At its 23,000-square-foot commercial facility in White Bear Lake, Grandma’s Bakery uses about 1,200 pounds of soybean oil per week. The bakery used to buy the oil in 35-pound cardboard jugs, packaged inside heavy-duty cardboard boxes. Those boxes “can’t be crushed down,” according to owner John Lupo. They took a lot of space in trash-hauling trucks and the county landfill—at a time when shrinking landfill capacity is a major problem for local governments.

But in recent years, Grandma’s has greatly reduced its waste stream and disposal costs by embracing recycling practices featured in the BizRecycling program, a free program offered to businesses (or other organizations) by Ramsey and Washington counties.
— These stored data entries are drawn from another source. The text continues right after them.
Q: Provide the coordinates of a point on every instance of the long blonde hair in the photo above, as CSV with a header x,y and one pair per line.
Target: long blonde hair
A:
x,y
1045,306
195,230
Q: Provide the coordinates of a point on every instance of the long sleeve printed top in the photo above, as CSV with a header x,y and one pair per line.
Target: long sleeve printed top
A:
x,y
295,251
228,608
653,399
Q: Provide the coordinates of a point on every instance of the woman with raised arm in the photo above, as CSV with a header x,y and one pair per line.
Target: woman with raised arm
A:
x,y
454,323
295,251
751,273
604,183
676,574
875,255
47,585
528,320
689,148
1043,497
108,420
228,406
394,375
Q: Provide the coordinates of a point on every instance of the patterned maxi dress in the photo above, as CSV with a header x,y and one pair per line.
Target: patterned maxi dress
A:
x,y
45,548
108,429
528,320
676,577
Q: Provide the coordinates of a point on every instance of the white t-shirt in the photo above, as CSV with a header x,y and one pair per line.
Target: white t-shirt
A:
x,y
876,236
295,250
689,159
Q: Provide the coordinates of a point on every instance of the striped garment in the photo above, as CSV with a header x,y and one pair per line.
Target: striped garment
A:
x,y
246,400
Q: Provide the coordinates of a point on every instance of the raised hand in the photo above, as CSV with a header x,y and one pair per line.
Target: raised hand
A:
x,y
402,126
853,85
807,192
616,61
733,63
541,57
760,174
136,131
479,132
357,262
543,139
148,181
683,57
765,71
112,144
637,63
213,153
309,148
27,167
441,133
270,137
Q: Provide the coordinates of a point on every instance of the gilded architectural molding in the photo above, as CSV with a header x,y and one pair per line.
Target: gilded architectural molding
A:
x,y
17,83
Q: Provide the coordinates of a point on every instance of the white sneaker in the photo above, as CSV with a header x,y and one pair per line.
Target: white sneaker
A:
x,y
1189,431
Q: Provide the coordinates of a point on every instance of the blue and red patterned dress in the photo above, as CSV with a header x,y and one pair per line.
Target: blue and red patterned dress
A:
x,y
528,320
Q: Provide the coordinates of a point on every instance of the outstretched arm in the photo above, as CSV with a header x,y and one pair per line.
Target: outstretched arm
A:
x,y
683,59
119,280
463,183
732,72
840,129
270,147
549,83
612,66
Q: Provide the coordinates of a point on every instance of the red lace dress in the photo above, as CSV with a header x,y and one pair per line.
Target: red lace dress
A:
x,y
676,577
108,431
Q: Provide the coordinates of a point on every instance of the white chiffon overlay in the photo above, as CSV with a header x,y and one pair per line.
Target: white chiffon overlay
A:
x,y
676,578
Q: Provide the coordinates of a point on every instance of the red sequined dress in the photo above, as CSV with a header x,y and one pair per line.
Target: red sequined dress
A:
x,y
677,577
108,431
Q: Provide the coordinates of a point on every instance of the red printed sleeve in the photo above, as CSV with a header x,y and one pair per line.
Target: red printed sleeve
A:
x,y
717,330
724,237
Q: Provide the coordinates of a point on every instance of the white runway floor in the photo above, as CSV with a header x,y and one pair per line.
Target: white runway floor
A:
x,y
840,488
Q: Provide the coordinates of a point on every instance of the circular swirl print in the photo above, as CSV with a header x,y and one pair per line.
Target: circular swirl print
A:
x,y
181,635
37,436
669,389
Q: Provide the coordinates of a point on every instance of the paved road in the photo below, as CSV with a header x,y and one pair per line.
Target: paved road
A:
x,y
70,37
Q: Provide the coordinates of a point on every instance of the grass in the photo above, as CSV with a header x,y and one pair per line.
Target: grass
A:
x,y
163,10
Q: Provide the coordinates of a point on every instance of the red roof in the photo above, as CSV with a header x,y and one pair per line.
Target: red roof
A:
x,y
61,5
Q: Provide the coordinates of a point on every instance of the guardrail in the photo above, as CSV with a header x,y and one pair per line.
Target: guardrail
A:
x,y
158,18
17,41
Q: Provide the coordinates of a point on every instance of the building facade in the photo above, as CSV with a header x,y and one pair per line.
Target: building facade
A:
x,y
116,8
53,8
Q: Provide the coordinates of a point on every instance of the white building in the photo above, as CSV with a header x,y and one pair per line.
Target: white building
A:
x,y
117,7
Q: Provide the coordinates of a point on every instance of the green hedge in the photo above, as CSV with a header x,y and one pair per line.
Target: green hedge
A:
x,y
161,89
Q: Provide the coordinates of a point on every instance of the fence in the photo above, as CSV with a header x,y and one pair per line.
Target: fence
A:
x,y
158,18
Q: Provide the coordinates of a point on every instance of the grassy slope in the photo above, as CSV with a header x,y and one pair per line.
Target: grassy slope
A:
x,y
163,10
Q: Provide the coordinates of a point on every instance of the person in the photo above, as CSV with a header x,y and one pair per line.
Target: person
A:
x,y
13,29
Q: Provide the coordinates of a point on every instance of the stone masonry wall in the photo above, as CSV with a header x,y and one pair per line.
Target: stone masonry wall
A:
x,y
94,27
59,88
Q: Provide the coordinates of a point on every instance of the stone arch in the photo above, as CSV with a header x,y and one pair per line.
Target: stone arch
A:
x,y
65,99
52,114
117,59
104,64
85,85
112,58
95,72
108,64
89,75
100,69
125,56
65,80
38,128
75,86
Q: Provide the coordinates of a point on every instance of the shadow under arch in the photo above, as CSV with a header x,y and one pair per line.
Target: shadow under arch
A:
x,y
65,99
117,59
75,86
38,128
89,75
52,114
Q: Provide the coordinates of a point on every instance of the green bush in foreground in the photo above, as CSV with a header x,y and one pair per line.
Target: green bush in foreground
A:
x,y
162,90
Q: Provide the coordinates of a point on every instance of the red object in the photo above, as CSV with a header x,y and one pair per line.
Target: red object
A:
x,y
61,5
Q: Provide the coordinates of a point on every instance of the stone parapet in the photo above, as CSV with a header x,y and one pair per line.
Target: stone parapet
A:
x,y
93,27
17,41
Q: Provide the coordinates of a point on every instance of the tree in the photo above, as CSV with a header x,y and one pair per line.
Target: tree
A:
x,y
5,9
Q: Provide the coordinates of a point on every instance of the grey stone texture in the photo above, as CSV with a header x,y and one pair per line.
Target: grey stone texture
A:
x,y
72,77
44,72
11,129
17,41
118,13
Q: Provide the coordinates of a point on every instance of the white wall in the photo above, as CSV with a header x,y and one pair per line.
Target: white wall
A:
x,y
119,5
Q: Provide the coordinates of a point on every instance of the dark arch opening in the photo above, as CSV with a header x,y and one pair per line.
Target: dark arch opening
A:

Each participating business is connected with a consultant who conducts a free, 30-minute waste assessment, and then offers advice for designing a new or improved recycling and/or organics collection program to fit the business owner’s needs. Businesses are responsible for buying recycling bins, but they can apply for grant funding to cover the cost.

The program offers grants of up to $10,000 which can be used to cover the cost of minor construction, such as expanding a loading dock, according to Zack Hansen, environmental health director for the St. Paul-Ramsey County Department of Public Health.

Tom Snell, executive director of the White Bear Area Chamber of Commerce, says approximately 40 area businesses have requested no-obligation trash recycling audits from Minnesota Waste Wise. Snell says several chamber members have saved disposal costs by participating in the BizRecycling program, which he calls “incredibly important” in its contribution to reducing the waste stream being sent to local landfills.

Grandma’s Bakery “started recycling on our own a number of years back, but we didn’t have a great plan,” Lupo says. Beginning with recycling glass, cardboard and organic waste at the small bakery/coffee shop, the initiative was well-received by employees and customers. “We saw the reaction and decided to do it at the big plant,” says Lupo, who founded the business as a small retail shop in 1978. Today, Grandma’s has about 135 employees, producing baked goods for approximately 250 retail outlets.

One of the first things Lupo did after joining the program was find a supplier that would deliver soybean oil in bulk, eliminating the container waste. “That was huge,” he says. Also, the bakery has a large amount of organic (food) waste from its baking operation. Another move was connecting with a company in Rosemount, which turns it into feed for farm animals.

Grandma’s used principles it learned at the small bakery, in a scaled-up version, at the factory facility—like strategically placing color-coded waste cans (blue and green for recyclables, black for paper to be shredded, gray for trash). “We found that if you don’t make recycling easy, [people] won’t do it,” says Lupo, who adds that the business now recycles about two-thirds of its paper, glass, metal and food waste.

Earlier this year, the Lodge of White Bear won a workplace waste reduction and recycling award from the White Bear Area Chamber of Commerce. In its first two years of the program, the facility, which has 116 senior apartments, reduced its waste disposal costs by 42 percent, according to general manager Bill Duerre.

When the program was launched, “it probably took a good month to get everything organized,” Duerre says, but using color-coded containers in apartments, kitchens, and dining and laundry rooms, has made it easier to keep recyclables separate from waste. “The key is making it convenient for the employees and residents. It’s all in the containers.”